Greek 10-year yields slid 29 basis points to 8.12 percent with 30-year yields falling 24 bps to 7.82 percent, outpacing other eurozone peers including bonds issued by bailed-out neighbour Portugal.

The yields have dropped around 60 basis points this week, almost reversing their recent rise to 2014 peaks spurred by contagion to the eurozone’s most battered debt market from the sell-off in emerging markets.

There has been a string of positive news on Greece, including a Reuters report on Tuesday that Athens and its international lenders had largely resolved differences over a potential fiscal gap this year, removing a hurdle to talks to release more bailout funds.

“Today’s news is positive in terms of the Bloomberg report that the EU are considering reducing interest rates on the loans and moving forward with the programme,» said Gabriel Sterne, chief economist at distressed debt brokerage Exotix.

“There are a lot of overhanging uncertainties the resolution of which will be of considerable comfort to markets, especially in an environment where the opinion polls are not looking good for the government. It is reasonable that markets are handing on to this sort of news and are very volatile.”

Sterne was referring to signs of increasing opposition to austerity measures in Greece, where the ruling coalition has a three-seat majority in parliament. The opposition Syriza party, leading in the polls, has pledged to tear up the bailout deal.

In core eurozone markets, German yields fell back to six-month lows after a sale of five-year bonds drew solid demand fuelled by bets the European Central Bank will signal further monetary policy easing this week.

The sale of 3.28 billion euros of five-year bonds drew bids worth 1.7 times the amount offered and was sold at a lower yield than at a similar auction in January.
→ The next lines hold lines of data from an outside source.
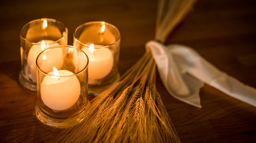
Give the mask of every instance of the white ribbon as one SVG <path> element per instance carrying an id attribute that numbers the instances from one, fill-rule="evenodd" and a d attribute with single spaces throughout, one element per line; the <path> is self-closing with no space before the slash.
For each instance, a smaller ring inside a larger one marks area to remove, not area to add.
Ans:
<path id="1" fill-rule="evenodd" d="M 151 41 L 146 44 L 157 65 L 166 89 L 175 98 L 201 107 L 200 89 L 204 82 L 256 107 L 256 90 L 220 71 L 191 48 L 165 46 Z"/>

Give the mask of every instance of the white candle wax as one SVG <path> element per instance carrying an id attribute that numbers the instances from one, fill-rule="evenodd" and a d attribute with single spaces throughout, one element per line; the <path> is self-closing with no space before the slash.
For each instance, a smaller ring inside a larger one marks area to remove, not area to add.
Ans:
<path id="1" fill-rule="evenodd" d="M 46 75 L 41 83 L 40 94 L 42 101 L 55 110 L 63 110 L 72 107 L 80 95 L 80 86 L 76 76 L 68 70 L 58 70 L 60 77 Z M 54 75 L 51 71 L 48 74 Z"/>
<path id="2" fill-rule="evenodd" d="M 45 43 L 41 43 L 42 41 Z M 36 82 L 36 58 L 38 54 L 41 53 L 44 50 L 56 46 L 59 46 L 58 43 L 55 43 L 52 44 L 48 45 L 49 43 L 52 43 L 54 41 L 49 40 L 45 40 L 40 41 L 37 43 L 41 44 L 41 45 L 33 45 L 30 48 L 29 50 L 29 53 L 28 55 L 28 76 L 29 78 L 31 79 L 33 82 Z M 63 53 L 62 51 L 58 50 L 56 53 L 52 54 L 52 56 L 58 56 L 63 57 Z M 61 58 L 61 57 L 60 57 Z M 61 68 L 62 65 L 63 64 L 63 60 L 61 61 L 61 58 L 59 58 L 59 60 L 55 60 L 54 63 L 54 65 L 57 68 Z M 62 58 L 63 59 L 63 58 Z M 52 67 L 51 67 L 52 69 Z"/>
<path id="3" fill-rule="evenodd" d="M 91 44 L 92 45 L 92 44 Z M 88 78 L 92 79 L 101 79 L 108 75 L 112 69 L 114 58 L 112 53 L 108 48 L 99 48 L 100 45 L 95 45 L 96 48 L 90 50 L 84 47 L 82 50 L 88 56 L 89 64 L 88 67 Z"/>

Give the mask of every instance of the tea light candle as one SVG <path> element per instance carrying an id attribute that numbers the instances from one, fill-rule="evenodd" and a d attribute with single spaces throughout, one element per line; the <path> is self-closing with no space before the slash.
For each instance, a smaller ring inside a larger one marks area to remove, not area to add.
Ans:
<path id="1" fill-rule="evenodd" d="M 80 85 L 76 76 L 69 76 L 73 74 L 70 71 L 57 70 L 53 67 L 41 84 L 40 93 L 45 104 L 55 110 L 63 110 L 76 102 L 80 95 Z"/>
<path id="2" fill-rule="evenodd" d="M 94 48 L 94 46 L 97 48 Z M 90 47 L 82 49 L 88 56 L 89 64 L 88 78 L 99 79 L 107 76 L 111 71 L 114 64 L 114 58 L 110 49 L 100 48 L 103 45 L 91 44 Z"/>
<path id="3" fill-rule="evenodd" d="M 44 50 L 46 49 L 50 48 L 53 46 L 59 46 L 59 44 L 56 42 L 51 44 L 50 46 L 48 45 L 49 44 L 53 42 L 54 41 L 52 40 L 45 40 L 40 41 L 37 43 L 41 44 L 41 45 L 33 45 L 30 48 L 30 49 L 29 51 L 29 54 L 28 55 L 28 67 L 29 69 L 29 78 L 31 79 L 33 82 L 36 82 L 36 58 L 38 55 L 38 54 Z M 62 51 L 58 52 L 58 53 L 55 53 L 53 54 L 53 56 L 56 56 L 56 55 L 58 55 L 59 56 L 60 54 L 63 54 Z M 61 61 L 59 62 L 55 62 L 56 63 L 54 63 L 56 66 L 58 68 L 60 66 L 62 66 Z M 63 62 L 62 62 L 63 63 Z M 59 64 L 58 64 L 59 63 Z"/>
Lingering concerns over emerging markets and the ECB policy outlook is supporting demand for German debt, the eurozone’s safe-haven of choice, even though yields in the secondary market are at six-month lows.
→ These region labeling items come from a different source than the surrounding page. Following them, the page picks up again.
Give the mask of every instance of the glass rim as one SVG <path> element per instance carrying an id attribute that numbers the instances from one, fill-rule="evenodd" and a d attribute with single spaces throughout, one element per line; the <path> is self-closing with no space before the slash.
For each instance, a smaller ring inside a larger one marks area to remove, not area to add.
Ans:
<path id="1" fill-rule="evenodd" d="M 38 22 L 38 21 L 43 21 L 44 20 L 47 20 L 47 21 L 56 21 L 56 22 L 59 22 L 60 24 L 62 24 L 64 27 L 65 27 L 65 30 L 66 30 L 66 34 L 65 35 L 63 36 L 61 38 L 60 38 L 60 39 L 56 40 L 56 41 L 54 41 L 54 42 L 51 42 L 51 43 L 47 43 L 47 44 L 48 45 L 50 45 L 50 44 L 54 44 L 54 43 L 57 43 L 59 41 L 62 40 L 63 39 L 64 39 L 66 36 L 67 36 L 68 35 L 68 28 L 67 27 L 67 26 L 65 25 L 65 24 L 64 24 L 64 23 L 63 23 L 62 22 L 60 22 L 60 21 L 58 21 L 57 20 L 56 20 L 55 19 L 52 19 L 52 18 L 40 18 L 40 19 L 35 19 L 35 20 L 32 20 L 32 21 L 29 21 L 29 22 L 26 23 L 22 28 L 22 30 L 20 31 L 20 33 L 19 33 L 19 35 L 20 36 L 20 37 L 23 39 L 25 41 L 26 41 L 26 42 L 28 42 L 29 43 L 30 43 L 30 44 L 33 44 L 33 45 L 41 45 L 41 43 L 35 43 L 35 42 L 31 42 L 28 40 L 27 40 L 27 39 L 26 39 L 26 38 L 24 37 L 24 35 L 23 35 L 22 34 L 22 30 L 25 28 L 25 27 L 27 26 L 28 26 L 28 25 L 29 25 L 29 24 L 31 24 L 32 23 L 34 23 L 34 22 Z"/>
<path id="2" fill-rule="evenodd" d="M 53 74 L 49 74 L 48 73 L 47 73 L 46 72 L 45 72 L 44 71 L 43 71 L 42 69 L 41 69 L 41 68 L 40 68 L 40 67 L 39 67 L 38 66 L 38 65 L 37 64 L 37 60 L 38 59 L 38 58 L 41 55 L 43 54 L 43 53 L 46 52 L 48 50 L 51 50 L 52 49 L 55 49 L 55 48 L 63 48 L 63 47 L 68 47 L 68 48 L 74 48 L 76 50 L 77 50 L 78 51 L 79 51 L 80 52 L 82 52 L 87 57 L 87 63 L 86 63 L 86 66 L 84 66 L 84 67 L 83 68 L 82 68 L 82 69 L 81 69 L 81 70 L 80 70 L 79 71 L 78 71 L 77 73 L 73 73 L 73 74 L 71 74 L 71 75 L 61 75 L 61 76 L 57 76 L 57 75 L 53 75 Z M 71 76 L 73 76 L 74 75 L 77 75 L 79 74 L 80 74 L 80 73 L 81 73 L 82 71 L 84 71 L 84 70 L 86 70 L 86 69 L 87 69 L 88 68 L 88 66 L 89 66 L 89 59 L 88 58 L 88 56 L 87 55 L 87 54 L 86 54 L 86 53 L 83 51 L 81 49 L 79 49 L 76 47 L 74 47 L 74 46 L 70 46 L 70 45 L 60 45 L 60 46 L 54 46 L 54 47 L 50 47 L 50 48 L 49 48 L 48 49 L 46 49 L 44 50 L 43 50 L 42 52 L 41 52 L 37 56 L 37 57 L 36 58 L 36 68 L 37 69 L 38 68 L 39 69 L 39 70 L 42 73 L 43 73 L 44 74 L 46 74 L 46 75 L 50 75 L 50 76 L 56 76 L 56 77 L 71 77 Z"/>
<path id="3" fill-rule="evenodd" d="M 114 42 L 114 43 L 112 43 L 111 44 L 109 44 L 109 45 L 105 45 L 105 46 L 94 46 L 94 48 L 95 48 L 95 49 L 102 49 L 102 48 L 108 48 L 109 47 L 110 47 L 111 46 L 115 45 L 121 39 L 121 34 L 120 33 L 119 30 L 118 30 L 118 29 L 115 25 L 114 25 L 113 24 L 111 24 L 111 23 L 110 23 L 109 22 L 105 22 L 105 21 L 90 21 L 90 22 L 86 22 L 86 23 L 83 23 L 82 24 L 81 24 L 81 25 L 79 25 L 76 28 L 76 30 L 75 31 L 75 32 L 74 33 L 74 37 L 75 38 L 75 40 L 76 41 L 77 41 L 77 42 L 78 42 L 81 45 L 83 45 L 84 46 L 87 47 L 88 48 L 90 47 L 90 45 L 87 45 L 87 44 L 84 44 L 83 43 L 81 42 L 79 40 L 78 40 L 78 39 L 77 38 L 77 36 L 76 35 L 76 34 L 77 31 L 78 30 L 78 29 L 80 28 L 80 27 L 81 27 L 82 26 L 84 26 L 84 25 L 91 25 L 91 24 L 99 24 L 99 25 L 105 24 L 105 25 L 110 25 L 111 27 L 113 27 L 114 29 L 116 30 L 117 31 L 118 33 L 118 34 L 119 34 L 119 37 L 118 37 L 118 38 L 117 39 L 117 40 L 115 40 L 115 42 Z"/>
“Clearly the ECB is in play. A number of people think there will be a refi cut (on Thursday) and we are one of them. Certainly the prevailing consensus is you are going to get more easing in the next couple of months,» said RBS strategist Michael Michaelides.

Five-year German yields were 2 basis points lower at 0.53 percent after the auction while the 10-year Bund yield was 3.4 bps down at 1.521 percent.
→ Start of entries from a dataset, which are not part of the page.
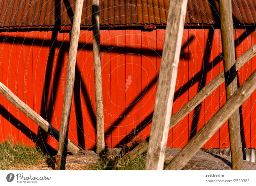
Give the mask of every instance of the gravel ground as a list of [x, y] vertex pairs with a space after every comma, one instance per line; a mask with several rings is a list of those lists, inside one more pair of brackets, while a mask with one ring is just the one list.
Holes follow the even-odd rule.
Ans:
[[[166, 151], [167, 159], [172, 159], [180, 150], [167, 148]], [[111, 157], [118, 155], [121, 149], [111, 149], [108, 155]], [[100, 156], [92, 151], [86, 151], [86, 155], [79, 153], [76, 155], [68, 154], [66, 170], [81, 170], [88, 165], [96, 162]], [[231, 157], [223, 155], [211, 154], [199, 151], [195, 154], [184, 167], [185, 170], [231, 170]], [[22, 170], [52, 170], [56, 156], [49, 157], [41, 164], [32, 167], [23, 167]], [[256, 170], [256, 163], [244, 161], [243, 170]]]

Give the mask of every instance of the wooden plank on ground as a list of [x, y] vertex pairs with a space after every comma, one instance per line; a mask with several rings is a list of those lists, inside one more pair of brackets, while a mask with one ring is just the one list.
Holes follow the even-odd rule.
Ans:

“Secondly, there are still some flows from emerging markets into safe haven markets (and) the data backdrop is not as strong as the consensus probably believes.”

A fall in eurozone inflation to 0.7 percent last month, well below the ECB’s target, and volatile money markets are piling pressure on the ECB to do more to pep up the block’s weak recovery.

Money market prices suggest no change in ECB rates at its policy meeting on Thursday. The vast majority of 24 traders polled by Reuters said they did not expect the ECB to take its refinancing rate lower than the current 0.25 percent on Thursday or make any moves that could increase money supply and boost inflation.